Yeah, that title got your attention didn’t it! Over at Scriptwriting in the UK there’s a nice post with ten detailed tips on screenwriting, by none other than geek-filmmaker darling Joss Whedon. And a damn fine collection of tips indeed. My personal favorite is #5…quoted below:
5. CUT WHAT YOU LOVE
Here’s one trick that I learned early on. If something isn’t working, if you have a story that you’ve built and it’s blocked and you can’t figure it out, take your favourite scene, or your very best idea or set-piece, and cut it. It’s brutal, but sometimes inevitable. That thing may find its way back in, but cutting it is usually an enormously freeing exercise.

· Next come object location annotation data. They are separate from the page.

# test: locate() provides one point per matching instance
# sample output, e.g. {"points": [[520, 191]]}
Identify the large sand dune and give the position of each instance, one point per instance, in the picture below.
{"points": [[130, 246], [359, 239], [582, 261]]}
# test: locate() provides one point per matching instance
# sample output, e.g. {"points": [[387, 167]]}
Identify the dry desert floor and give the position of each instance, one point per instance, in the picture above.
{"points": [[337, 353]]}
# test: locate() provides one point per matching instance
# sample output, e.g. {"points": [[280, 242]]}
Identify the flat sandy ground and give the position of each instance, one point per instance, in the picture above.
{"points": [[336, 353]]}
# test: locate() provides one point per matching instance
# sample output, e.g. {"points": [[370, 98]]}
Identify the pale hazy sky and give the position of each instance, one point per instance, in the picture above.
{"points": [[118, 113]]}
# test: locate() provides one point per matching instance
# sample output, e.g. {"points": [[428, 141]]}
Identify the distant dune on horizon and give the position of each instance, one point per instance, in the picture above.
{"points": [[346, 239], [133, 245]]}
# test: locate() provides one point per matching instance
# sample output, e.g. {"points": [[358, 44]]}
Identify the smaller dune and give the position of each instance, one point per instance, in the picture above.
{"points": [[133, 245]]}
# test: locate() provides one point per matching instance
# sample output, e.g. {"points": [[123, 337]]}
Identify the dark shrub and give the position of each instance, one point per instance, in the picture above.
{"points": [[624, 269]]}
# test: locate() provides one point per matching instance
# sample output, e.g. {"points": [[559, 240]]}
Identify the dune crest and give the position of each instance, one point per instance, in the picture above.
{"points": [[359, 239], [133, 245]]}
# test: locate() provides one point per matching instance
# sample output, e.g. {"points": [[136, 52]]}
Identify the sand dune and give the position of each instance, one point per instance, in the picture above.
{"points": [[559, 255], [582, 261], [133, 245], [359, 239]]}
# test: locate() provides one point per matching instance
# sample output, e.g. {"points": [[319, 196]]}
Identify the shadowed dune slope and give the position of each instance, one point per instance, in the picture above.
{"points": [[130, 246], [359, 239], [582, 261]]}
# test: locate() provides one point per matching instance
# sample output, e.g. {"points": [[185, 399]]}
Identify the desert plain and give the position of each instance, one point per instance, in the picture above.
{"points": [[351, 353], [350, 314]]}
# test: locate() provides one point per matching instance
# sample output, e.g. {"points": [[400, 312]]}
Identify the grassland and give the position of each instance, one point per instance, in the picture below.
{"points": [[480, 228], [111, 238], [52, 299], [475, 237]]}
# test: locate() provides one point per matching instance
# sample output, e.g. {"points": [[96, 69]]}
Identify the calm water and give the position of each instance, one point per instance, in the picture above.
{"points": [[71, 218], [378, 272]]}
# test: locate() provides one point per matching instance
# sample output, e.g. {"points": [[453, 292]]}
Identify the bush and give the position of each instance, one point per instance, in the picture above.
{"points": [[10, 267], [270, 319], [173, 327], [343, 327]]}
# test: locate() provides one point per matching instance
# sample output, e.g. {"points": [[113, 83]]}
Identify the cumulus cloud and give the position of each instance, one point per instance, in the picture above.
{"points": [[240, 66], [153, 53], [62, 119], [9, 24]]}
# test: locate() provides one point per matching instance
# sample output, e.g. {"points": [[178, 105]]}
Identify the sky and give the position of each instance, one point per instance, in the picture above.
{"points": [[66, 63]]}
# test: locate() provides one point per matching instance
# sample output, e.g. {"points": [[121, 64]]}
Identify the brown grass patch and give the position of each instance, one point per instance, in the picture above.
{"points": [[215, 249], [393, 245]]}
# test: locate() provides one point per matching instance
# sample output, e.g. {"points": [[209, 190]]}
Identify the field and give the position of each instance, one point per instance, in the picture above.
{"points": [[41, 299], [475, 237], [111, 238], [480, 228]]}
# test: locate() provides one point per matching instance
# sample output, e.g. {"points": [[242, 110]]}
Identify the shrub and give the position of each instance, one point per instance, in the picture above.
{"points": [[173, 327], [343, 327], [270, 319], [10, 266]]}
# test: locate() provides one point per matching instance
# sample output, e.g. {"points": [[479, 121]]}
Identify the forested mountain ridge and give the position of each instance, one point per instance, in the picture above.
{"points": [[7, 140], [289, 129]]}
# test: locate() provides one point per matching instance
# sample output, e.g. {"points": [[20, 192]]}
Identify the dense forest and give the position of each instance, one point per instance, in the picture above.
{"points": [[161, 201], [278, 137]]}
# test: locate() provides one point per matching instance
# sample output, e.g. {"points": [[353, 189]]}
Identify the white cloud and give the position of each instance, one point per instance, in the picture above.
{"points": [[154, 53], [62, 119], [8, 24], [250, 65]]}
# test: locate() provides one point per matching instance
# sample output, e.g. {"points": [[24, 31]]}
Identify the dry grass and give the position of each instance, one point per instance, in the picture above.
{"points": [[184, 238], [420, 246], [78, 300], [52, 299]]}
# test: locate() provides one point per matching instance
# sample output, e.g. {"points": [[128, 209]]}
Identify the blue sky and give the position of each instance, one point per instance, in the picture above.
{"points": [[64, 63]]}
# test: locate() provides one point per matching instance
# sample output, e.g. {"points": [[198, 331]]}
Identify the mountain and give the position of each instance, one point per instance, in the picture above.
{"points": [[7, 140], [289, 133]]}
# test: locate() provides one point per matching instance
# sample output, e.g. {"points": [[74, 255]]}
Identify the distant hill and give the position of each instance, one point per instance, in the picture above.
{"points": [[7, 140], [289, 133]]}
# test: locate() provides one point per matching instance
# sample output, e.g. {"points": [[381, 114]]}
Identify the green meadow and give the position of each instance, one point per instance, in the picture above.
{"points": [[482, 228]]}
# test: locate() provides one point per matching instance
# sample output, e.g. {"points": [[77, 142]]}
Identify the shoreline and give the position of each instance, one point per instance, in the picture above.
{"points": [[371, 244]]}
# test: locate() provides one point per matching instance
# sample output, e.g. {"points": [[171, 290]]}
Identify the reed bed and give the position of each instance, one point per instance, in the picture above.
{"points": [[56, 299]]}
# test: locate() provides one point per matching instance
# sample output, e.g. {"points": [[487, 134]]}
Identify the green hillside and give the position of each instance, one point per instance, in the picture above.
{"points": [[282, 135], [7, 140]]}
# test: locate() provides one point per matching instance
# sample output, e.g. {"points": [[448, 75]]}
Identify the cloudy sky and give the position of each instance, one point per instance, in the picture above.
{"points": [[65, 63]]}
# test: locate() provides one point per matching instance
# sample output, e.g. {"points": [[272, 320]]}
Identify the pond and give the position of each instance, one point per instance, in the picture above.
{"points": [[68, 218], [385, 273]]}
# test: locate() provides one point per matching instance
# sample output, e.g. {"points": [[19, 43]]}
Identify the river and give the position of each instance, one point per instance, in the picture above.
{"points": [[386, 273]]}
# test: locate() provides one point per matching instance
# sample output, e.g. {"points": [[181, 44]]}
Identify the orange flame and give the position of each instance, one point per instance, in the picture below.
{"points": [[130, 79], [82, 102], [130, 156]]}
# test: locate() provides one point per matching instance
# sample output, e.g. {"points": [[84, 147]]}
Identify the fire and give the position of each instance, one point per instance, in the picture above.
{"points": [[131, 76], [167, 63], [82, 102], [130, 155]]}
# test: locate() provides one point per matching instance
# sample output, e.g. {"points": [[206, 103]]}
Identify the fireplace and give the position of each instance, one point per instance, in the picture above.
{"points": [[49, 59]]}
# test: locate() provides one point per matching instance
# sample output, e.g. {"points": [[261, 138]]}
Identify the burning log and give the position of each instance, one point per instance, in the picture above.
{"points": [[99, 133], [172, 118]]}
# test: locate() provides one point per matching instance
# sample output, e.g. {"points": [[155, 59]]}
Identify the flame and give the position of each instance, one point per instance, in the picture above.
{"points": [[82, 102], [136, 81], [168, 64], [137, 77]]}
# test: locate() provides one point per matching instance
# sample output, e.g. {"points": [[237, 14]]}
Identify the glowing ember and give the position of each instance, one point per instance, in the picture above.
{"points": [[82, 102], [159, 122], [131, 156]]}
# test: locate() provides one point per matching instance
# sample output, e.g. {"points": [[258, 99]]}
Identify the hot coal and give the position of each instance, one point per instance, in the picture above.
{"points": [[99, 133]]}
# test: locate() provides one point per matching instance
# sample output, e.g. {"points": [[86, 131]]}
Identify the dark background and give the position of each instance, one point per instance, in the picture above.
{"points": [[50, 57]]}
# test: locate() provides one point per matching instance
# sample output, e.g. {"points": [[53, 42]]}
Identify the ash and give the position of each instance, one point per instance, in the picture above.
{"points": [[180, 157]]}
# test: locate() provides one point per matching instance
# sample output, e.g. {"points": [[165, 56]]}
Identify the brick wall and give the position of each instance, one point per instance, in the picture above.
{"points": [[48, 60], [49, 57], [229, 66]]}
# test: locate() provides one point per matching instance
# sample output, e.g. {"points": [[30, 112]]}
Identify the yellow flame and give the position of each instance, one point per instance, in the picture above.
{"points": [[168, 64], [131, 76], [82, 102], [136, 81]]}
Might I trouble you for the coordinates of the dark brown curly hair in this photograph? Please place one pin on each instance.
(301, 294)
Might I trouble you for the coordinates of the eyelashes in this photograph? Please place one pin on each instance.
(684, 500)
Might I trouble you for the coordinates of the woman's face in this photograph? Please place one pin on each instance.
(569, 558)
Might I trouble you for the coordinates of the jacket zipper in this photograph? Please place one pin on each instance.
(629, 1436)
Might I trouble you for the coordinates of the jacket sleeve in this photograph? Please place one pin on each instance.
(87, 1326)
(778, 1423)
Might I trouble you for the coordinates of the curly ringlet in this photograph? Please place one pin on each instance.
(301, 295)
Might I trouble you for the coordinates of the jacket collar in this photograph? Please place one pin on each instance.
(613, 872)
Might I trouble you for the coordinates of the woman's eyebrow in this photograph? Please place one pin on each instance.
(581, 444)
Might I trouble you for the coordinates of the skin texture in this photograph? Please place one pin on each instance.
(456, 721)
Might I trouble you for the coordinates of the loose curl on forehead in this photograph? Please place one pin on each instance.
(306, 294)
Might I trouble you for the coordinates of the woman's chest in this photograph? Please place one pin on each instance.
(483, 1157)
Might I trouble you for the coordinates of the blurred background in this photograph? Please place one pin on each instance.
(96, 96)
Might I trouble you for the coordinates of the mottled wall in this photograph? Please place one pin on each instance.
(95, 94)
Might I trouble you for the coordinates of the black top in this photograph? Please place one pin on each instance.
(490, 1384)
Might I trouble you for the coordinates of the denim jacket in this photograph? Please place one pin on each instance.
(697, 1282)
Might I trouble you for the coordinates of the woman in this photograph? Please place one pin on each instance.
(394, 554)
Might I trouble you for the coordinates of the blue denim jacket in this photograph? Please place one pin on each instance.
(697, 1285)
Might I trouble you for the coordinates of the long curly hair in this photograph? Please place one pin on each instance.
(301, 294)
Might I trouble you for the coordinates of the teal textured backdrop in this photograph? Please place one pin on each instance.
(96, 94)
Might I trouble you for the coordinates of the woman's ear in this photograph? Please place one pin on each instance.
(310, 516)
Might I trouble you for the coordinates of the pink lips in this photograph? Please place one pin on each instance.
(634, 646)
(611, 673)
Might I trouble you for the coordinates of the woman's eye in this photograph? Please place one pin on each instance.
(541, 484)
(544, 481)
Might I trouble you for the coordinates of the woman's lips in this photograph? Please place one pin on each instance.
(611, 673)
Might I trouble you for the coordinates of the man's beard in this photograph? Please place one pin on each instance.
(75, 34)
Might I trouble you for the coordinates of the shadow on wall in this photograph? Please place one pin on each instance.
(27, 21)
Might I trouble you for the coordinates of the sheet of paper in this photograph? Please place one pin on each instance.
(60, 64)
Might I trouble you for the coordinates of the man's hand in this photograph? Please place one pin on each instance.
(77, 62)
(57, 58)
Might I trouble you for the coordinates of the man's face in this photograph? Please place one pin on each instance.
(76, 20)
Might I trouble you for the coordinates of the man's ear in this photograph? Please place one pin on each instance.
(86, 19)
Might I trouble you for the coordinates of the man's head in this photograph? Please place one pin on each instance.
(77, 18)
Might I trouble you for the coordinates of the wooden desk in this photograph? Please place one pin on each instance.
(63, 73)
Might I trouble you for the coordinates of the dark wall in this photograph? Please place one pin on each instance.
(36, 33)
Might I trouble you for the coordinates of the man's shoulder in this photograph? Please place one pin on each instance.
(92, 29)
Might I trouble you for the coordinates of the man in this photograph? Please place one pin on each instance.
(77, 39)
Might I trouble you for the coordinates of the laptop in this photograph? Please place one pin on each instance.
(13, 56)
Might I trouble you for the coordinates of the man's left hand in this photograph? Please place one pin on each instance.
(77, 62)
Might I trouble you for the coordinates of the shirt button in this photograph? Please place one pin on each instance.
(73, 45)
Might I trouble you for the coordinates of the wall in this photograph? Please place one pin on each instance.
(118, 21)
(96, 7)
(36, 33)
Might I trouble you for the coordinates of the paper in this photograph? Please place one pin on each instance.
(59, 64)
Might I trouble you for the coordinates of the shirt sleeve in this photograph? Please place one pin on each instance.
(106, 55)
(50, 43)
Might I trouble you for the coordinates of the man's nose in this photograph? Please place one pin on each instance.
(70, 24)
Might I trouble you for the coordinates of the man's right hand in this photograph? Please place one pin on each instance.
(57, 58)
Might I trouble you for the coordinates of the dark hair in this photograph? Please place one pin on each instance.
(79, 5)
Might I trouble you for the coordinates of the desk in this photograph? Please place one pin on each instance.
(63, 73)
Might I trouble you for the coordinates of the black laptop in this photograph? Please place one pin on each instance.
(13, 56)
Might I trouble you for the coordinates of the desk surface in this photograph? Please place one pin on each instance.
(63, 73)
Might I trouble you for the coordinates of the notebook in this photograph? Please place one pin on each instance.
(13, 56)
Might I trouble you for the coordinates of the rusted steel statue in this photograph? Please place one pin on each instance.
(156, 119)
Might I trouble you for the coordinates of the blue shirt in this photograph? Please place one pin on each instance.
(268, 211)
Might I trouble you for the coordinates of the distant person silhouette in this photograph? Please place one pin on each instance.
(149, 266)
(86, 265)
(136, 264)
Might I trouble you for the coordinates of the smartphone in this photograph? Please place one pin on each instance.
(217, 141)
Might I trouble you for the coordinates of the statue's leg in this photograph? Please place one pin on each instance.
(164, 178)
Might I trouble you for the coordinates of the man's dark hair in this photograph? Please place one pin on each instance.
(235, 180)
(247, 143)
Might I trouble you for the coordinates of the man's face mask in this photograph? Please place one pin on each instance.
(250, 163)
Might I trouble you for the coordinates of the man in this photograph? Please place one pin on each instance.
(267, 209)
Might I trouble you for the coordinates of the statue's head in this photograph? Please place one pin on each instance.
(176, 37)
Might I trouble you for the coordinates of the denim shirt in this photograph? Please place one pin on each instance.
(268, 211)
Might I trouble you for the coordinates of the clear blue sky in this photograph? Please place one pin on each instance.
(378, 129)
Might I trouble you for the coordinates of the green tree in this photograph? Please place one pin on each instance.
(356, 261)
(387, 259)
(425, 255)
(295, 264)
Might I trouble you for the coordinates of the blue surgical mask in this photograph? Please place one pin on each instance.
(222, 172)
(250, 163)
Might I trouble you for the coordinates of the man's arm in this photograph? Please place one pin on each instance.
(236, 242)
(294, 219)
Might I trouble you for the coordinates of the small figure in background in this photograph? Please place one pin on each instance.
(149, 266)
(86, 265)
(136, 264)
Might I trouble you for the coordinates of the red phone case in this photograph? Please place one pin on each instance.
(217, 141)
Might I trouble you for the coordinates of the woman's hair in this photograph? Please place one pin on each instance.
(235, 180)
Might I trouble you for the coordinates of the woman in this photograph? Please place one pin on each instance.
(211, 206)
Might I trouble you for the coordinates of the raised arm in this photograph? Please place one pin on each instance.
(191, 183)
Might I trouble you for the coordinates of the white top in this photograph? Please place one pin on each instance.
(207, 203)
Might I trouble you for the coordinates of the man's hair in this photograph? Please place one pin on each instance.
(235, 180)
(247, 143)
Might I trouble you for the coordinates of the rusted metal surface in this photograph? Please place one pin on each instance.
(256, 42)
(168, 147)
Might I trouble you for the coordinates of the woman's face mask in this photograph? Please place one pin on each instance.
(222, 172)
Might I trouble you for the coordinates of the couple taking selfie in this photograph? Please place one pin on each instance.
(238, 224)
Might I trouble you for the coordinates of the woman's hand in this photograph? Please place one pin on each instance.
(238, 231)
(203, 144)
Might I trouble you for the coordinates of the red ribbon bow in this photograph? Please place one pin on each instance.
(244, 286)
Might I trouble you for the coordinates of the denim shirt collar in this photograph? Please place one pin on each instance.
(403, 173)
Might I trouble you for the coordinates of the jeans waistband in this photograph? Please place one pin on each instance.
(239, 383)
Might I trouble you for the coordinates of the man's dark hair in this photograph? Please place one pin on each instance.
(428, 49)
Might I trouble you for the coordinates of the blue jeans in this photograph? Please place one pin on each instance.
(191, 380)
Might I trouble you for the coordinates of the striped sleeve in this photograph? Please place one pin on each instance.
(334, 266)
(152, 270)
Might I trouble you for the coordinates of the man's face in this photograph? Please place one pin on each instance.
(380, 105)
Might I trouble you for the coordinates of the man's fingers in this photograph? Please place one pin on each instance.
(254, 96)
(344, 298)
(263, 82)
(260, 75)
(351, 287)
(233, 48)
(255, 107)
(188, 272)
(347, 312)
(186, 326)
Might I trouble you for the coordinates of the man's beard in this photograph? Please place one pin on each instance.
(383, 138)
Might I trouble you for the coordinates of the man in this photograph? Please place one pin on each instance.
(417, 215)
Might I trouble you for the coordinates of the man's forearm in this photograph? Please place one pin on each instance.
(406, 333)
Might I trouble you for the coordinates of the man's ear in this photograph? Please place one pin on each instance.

This is something I always find myself contending with, as a shooter who edits a lot of my own coverage. I will find a particular shot or move in the edit, and latch onto it as my favorite. And almost inevitably, that is the one shot that doesn’t work in the context of the whole edit, or it’s the shot that the client either doesn’t want or “doesn’t get.” I’ve learned that you must be willing to Kill Your Babies as I like to say. You must be willing to sacrifice your personal favorite nugget or shot in an edit, for the sake of the broader context and story.
Anyway, I digress. Go read that blog post. It’s an excellent collection of tips and ideas for screenwriters.